Although as shown in Figure 3, DBR 172 can be formed on some parts of electrode extension 170a, this is simultaneously It is not intended to become restriction.DBR 172 can be formed in all parts of electrode extension 170a.The position of DBR 172 can be with According to transparent electrode layer 160 and the structure change of electrode pad 170 as shown in (a) to (c) in Fig. 2.

Because that DBR 172 is not made only on electrode pad 170, the one of electrode extension 170a is also formed in In a little or all parts, so it can reduce the amount of the light absorbed by electrode pad 170 and electrode extension 170a, thus enter One step improves the luminous efficiency of LED 10.

Fig. 4 shows the sectional view of the efficient LED of another exemplary embodiment according to the present invention.

In addition to being formed in the pattern on substrate 410, the construction of the present embodiment is identical with the construction of previous embodiment.Cause This, here omits the description of same components.

As shown in Figure 4, substrate 410 has the depression 412 that is filled with reflective filler 414 and is formed in substrate 410 Relief pattern on upper part is being reflected into the light of substrate 410.

Substrate 410 can be the sapphire substrate (PSS) of patterning.Although illustrating in an illustrative manner in the present embodiment Relief pattern is illustrated, but this is not intended to become restriction.Conversely, can pass through to etch substrate 410 or pass through metal Layer is applied on the upper part of substrate 410 to form pattern.

As described above, the relief pattern being formed on the upper part of substrate 410 further can increase from active layer 440 Penetrate and towards substrate 410 downside advance light reflection, thus further increase the luminous efficiency of LED 40.

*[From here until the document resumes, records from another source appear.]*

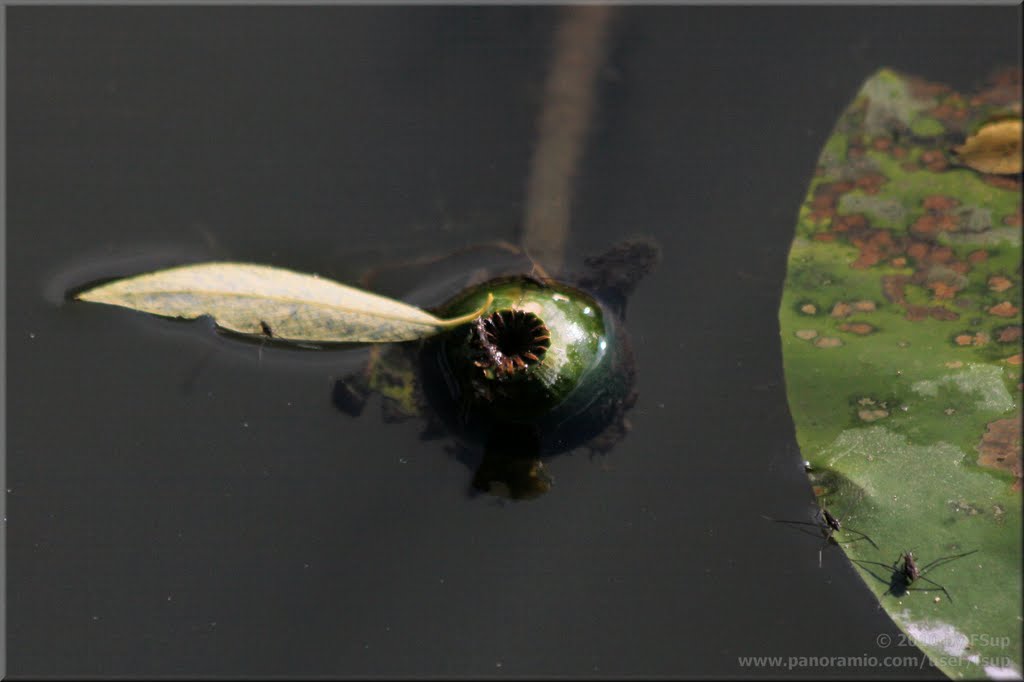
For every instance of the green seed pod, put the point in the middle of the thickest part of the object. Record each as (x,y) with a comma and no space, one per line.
(546,357)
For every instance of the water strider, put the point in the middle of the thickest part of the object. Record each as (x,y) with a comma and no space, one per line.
(905,571)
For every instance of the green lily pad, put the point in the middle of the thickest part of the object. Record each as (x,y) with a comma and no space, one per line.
(901,340)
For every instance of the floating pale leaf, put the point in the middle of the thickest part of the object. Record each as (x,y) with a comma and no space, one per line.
(994,148)
(910,419)
(272,302)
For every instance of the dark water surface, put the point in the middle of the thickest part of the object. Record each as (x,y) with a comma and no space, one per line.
(181,504)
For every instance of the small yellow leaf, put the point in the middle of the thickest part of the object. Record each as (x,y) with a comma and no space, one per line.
(274,303)
(994,148)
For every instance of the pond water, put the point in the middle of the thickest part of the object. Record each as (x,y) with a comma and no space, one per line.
(181,504)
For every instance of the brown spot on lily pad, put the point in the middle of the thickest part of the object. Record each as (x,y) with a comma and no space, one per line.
(942,290)
(1004,309)
(1008,334)
(1000,446)
(827,342)
(999,284)
(934,161)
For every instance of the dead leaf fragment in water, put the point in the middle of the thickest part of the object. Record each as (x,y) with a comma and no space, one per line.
(994,148)
(273,302)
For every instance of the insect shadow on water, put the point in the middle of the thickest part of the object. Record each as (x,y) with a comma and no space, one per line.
(827,525)
(905,571)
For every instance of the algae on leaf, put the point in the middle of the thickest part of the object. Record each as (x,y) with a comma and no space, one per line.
(901,340)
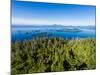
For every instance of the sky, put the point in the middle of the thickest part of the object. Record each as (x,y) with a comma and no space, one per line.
(38,13)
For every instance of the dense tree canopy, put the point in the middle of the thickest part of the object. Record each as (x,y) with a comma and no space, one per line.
(52,55)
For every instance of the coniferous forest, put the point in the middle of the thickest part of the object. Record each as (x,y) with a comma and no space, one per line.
(52,55)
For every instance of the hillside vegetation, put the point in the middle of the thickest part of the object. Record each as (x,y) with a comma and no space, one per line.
(53,55)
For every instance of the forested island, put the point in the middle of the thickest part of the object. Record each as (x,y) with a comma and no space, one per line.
(52,55)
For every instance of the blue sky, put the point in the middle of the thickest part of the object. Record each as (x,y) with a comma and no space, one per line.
(36,13)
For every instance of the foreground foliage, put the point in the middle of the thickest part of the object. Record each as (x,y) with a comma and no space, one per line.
(52,55)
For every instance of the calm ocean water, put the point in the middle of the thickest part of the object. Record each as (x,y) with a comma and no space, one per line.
(24,33)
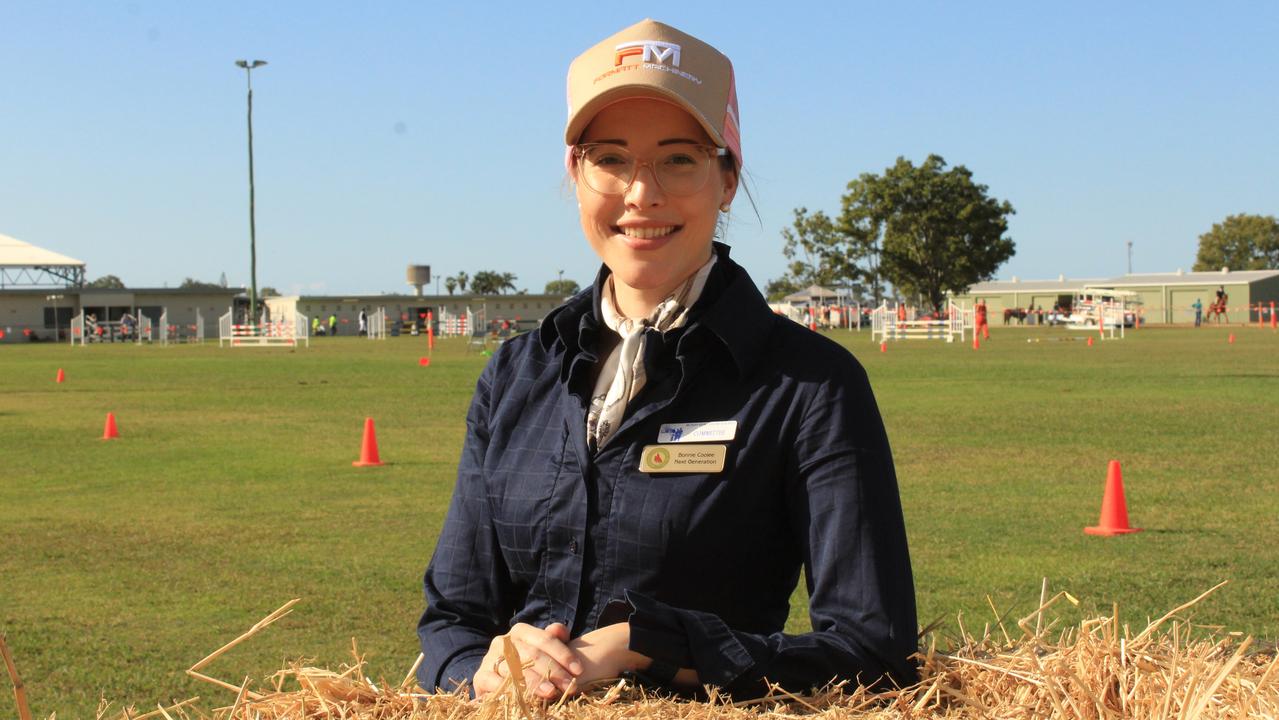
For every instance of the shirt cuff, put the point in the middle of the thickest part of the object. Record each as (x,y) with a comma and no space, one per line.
(459,669)
(687,638)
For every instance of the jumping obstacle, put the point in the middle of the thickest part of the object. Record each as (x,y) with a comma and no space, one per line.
(892,324)
(294,333)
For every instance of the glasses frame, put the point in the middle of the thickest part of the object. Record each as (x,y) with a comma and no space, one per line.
(580,151)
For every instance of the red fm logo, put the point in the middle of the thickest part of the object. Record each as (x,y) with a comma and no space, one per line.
(649,51)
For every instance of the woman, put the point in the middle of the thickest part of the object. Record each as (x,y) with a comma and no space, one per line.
(645,476)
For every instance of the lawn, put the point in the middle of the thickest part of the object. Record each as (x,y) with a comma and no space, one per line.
(232,491)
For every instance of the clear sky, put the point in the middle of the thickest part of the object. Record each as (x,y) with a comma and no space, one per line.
(388,133)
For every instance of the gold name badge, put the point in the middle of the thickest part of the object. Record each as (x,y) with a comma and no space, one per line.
(682,458)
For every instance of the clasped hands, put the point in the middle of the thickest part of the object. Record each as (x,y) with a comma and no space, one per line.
(553,664)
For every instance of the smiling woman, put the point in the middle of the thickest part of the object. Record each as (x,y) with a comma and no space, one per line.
(646,475)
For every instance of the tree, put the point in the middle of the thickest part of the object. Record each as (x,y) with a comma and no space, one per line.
(819,255)
(780,288)
(1241,242)
(108,281)
(192,284)
(563,288)
(493,283)
(926,229)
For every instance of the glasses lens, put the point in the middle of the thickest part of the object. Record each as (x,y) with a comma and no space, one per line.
(682,172)
(609,169)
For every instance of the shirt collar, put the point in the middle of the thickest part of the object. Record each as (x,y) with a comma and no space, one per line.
(732,310)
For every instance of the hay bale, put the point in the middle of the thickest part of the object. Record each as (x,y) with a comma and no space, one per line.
(1096,670)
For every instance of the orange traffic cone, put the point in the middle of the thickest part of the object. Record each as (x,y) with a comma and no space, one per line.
(368,448)
(1114,508)
(109,431)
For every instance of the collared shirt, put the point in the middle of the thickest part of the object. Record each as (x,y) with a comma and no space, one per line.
(541,530)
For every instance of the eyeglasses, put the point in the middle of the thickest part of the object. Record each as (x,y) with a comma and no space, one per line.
(681,170)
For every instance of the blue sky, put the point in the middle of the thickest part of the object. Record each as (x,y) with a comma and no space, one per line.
(388,133)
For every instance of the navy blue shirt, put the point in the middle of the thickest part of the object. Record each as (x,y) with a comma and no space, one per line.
(542,530)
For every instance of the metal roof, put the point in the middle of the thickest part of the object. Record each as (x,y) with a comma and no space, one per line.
(1135,280)
(17,253)
(1213,278)
(1059,285)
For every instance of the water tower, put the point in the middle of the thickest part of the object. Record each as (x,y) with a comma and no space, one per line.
(417,276)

Although illustrating and describing the present invention with reference to the certain exemplary embodiments of the present invention, to people in the art It is evident that without departing from the spirit and scope of the present invention for member, changing for various forms and details can be made Become, and such change falls within the scope of the appended claims.

Claims

1. a kind of efficient LED, the light emitting diode include substrate, n- semiconductor layers, active layer, p- semiconductor layers, Transparent electrode layer and reflecting layer,

Wherein, transparent electrode layer is formed in shape in the region for being formed with electrode pad on p- semiconductor layers on transparent electrode layer Into the sag and swell for having dentation, reflecting layer be formed in indented region recessed in,

Wherein, there is during the substrate is on the downside of which depression of multiple tapers, the depression to be filled with reflective filler,

Wherein, the substrate has relief pattern on part thereon,

Wherein, the reflecting layer is Bragg reflector.

2. efficient LED according to claim 1, wherein, depression has the depth of the 1/3 to 1/2 of substrate thickness Degree.

3. efficient LED according to claim 1, wherein, the thickness of substrate is from 150 μm to 250 μm.

4. efficient LED according to claim 1, wherein, reflective filler is from by TiO₂、PbCO₃、SiO₂、 ZrO₂、PbO、Al₂O₃、ZnO、Sb₂O₃And combinations thereof composition group in select one kind.

5. efficient LED according to claim 1, wherein, the side surface of conical indentation has from 40 ° to 70 ° Gradient.

6. efficient LED according to claim 1, wherein, the substrate is sapphire substrate.

7. efficient LED according to claim 1, wherein, electrode pad has extension, and reflecting layer shape Into in the lower section of extension, the extension extends from the opposite edge of electrode pad along horizontal direction.